No wonder it's not easy predicting hurricanes. All these climate events vary over time, sometimes reinforcing each other to create busy storm seasons, sometimes undercutting each other to suppress storm formation. Since some of these large climate patterns can last for decades, busy storm seasons and slow seasons tend to come in clumps. The 20th century began with 25 years of slow storm seasons, followed by 40 years of busy seasons, then 25 years of quieter seasons.

Since 1995, the Atlantic region has been experiencing another era of busy storm seasons, an era we may be stuck with for a while. According to Emanuel and other scientists, the high number of hurricanes over the last decade was not the result of man-made global warming — it was served up by these long-standing natural patterns.


The bad news according to Emanuel: while future storms may not be more frequent, they will probably be more ferocious. The theory behind bigger storms came right out of the heat engine model. Global warming could be pumping more high-octane fuel into the cyclone engine. "In theory, warming would increase the energy source for hurricanes," says Emanuel. "That would increase the violence of hurricanes."

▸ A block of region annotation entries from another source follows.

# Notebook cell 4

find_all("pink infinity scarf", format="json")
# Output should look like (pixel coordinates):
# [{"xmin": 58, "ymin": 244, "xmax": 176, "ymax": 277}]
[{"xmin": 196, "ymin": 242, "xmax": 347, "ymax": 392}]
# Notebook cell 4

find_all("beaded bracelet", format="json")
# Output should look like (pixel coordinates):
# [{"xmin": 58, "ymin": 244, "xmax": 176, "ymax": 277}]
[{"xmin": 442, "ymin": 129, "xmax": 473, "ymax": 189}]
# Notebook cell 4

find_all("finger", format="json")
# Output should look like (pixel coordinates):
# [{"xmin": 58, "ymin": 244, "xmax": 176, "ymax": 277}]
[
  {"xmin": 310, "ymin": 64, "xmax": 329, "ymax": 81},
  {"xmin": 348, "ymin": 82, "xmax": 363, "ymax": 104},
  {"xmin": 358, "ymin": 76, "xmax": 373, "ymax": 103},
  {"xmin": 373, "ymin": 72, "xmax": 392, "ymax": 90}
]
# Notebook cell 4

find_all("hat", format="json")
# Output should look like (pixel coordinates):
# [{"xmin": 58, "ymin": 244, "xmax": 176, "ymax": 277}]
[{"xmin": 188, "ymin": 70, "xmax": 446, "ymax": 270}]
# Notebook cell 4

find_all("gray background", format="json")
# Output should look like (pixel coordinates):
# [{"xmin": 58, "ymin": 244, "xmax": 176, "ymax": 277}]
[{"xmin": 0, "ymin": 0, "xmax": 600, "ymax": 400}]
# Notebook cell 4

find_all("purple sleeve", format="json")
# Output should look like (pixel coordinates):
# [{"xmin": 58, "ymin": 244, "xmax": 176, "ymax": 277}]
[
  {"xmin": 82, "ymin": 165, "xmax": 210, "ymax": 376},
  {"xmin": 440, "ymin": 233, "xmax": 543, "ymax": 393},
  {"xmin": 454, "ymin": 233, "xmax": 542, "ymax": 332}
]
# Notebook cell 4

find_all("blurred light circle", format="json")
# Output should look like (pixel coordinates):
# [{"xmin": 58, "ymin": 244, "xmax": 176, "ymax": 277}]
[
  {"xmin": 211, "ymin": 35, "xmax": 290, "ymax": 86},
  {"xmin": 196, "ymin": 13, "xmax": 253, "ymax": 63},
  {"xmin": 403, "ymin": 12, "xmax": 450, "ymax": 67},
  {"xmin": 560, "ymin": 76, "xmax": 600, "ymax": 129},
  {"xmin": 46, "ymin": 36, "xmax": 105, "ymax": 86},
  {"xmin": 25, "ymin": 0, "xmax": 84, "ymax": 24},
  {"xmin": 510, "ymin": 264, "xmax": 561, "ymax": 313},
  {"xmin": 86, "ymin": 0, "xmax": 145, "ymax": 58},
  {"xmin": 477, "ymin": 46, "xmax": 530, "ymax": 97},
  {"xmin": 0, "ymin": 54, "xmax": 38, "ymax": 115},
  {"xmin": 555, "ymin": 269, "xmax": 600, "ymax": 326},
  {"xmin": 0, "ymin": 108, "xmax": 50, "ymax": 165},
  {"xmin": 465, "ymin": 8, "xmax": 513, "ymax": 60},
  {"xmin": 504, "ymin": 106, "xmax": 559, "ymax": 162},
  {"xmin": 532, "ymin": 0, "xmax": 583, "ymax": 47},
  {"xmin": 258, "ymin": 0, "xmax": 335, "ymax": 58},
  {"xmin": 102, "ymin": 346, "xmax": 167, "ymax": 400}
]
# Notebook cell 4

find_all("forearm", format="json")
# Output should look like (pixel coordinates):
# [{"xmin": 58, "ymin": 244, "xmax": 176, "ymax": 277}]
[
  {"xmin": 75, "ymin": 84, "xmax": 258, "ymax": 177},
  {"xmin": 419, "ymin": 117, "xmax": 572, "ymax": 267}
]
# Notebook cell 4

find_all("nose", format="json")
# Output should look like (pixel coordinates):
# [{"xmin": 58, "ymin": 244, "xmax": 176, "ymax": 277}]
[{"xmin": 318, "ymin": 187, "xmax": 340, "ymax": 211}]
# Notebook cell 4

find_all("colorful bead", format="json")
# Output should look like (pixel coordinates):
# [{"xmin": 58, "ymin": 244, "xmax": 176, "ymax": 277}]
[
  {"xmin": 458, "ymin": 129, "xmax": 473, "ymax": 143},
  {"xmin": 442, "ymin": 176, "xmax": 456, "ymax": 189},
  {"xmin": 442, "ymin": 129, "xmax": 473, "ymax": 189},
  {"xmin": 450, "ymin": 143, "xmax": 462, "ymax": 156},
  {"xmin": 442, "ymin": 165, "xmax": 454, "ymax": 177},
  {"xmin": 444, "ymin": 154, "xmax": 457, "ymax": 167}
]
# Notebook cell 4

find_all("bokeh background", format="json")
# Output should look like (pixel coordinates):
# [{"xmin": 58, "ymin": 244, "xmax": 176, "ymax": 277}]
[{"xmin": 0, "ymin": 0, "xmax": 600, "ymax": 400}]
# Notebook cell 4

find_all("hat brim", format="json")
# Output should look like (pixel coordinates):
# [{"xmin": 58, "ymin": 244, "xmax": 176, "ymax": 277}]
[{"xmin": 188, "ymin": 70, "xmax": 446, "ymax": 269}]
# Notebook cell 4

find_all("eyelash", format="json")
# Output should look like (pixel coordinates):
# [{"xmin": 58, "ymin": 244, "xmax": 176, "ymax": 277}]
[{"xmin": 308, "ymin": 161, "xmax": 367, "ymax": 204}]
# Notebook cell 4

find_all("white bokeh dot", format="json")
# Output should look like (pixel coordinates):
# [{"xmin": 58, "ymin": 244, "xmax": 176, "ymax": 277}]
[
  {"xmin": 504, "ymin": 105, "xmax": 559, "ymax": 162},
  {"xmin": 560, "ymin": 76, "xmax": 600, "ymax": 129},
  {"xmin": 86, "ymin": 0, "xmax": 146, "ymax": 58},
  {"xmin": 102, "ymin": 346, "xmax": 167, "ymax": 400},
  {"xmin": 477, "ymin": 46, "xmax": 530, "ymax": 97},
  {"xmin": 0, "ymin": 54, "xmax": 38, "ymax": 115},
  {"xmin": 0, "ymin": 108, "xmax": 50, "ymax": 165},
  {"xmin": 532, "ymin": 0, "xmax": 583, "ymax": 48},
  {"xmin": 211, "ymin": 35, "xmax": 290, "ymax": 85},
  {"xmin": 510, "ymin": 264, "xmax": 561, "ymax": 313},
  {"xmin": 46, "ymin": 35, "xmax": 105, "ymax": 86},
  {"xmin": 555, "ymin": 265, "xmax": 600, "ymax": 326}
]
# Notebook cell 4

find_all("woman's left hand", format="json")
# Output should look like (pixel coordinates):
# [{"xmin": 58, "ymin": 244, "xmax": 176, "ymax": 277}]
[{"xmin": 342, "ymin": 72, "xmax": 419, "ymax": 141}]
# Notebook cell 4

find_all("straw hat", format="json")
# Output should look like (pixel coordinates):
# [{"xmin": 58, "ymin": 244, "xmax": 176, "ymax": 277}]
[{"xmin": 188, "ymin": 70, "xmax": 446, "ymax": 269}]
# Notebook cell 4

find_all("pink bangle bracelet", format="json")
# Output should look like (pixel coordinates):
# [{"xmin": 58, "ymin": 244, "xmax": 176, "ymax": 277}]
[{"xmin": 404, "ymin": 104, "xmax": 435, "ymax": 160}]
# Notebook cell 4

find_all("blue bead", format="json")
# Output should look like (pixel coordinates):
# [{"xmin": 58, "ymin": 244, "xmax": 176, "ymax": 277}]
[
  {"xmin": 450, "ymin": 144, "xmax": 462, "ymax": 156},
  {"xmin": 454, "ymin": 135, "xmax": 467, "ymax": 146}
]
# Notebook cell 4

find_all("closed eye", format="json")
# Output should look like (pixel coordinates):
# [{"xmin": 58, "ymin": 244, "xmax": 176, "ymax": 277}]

His grim forecast for bigger storms, however, is based on more than theory. Emanuel was citing statistical evidence that storms had been growing more powerful. After compiling an index of power dissipation based on wind estimates, Emanuel showed that storm power had already doubled over the last 30 years. Wind speeds were running nearly 50 percent higher since the 1970s, he said, and storms were lasting nearly 60 percent longer since 1949. His key finding: this trend in rising storm power correlated closely with rising sea surface temperatures. Future warming, he warned, could lead to even more powerful storms in the 21st century.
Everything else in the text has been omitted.